Arrogant she may have been; stupid she was not. Terrified of losing, she pretended to be sick on the big night. The film’s director, Michael Curtiz—originally dismayed to be saddled with such a difficult leading lady—accepted on her behalf. Crawford welcomed reporters into her bedroom only after her win was safely in the bag.

There’ll be no such difficulties at this year’s Emmy Awards, when Kate Winslet will very likely accept her own award. She isn’t disliked in the Hollywood community, has no diva reputation (at least that I’ve been able to discover), she got to work from a script that closely follows James M. Cain’s high-voltage story (the 1945 version veers wildly from the book, adding a ridiculous murder plot), and she acts rings around Crawford.

Does this make HBO’s five-part miniseries—directed by Todd Haynes and gorgeously photographed by previous Haynes collaborator Edward Lachman—the television event of the spring? Um … well … that sort of depends on your sensibilities, Constant Viewer. If you’re into Bright & Sunny, I suggest five evenings of Frasier reruns. Or you could put The Bells of St. Mary’s in your Netflix queue. If, however, darkly compelling drama about people who aren’t particularly likable (plus one nasty little girl who grows into a truly monstrous young woman) is your cup of bitter tea, you won’t want to miss it.

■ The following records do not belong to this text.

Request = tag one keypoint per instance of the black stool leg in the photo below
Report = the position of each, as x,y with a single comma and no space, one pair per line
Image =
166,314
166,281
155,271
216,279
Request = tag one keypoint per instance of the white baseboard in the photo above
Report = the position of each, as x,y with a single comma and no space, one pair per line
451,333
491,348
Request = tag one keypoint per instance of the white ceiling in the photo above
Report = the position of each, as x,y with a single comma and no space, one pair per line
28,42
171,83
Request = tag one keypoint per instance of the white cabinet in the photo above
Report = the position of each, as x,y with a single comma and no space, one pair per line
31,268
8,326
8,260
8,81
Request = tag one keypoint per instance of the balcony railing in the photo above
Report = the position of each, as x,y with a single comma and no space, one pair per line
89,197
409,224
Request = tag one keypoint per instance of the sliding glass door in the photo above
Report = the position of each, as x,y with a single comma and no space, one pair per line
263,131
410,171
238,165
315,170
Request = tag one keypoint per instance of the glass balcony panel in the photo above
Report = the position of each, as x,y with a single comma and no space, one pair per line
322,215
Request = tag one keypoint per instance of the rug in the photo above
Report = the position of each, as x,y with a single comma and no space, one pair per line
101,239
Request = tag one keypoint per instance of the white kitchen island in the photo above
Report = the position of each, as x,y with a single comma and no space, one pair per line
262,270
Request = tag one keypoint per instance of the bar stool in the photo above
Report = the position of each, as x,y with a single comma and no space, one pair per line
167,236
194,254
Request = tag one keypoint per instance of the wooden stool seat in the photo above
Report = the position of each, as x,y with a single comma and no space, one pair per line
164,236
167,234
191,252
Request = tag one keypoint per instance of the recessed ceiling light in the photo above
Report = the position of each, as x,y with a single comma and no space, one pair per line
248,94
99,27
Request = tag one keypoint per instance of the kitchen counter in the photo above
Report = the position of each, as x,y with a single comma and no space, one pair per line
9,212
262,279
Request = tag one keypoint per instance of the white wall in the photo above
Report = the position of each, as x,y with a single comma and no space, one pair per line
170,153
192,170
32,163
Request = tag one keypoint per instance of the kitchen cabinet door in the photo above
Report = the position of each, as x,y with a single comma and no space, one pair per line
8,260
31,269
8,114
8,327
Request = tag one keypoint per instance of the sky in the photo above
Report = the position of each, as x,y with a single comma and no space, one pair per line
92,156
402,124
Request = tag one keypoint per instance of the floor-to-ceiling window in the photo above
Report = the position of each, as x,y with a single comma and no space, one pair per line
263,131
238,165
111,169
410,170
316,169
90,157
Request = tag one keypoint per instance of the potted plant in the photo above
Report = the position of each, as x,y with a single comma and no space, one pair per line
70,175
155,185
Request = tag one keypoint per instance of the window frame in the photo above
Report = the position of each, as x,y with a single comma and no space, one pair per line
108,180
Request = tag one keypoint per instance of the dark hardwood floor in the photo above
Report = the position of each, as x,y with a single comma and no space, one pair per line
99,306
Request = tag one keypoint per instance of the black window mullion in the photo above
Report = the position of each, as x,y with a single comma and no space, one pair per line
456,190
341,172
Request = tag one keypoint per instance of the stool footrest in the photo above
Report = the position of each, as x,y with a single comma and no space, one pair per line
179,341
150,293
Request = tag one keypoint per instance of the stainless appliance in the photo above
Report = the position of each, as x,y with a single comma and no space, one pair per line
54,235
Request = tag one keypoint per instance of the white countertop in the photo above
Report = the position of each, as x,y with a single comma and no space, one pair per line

Mildred Pierce opens in Glendale, Calif., in 1931, and closes there about 10 years later. During the years between, Mildred trudges with grim and not particularly admirable fortitude from one disaster to the next, dragging Veda, her harpy of a daughter, behind her like an anchor. Mildred survives—somehow—but the viewer is left with the sense that none of her victories mean much, and is apt to greet the credit roll at the end of part five with a sigh of relief. Don’t get me wrong: this is compelling viewing, but when Mildred’s tale finally wound up, I felt a little as I did when, as a child, I finally figured out how to get a Chinese finger-puller off my thumbs.

When we meet Mildred, she’s putting the finishing touches on one of the cakes she sells and simultaneously tossing her cheating husband out on his ear. She accomplishes both tasks with aplomb, going after poor, bewildered Bert Pierce with the rat-a-tat delivery of a gangster’s moll in a Cagney picture: “What do you do with her? Play rummy with her a while, then unbutton that red dress she’s always wearing without any brassiere under it, and flop her on the bed? And then have yourself a nice sleep, and then get up and see if there’s some cold chicken in the icebox, and then play rummy some more, and then flop her on the bed again? Gee, that must be swell.”

Meanwhile, there’s the awful Veda to consider. She’s a monster, but not one (like Rhoda Penmark in The Bad Seed) who comes out of nowhere; she is her own mother with all the grace notes removed. Mildred, at least, is capable of love. In Veda, love has been annealed to a hard diamond of ambition. Worse, Mildred becomes her willfully blind enabler. “I don’t want her to just have bread,” Mildred tells her friend, Lucy. “I want her to have cake.”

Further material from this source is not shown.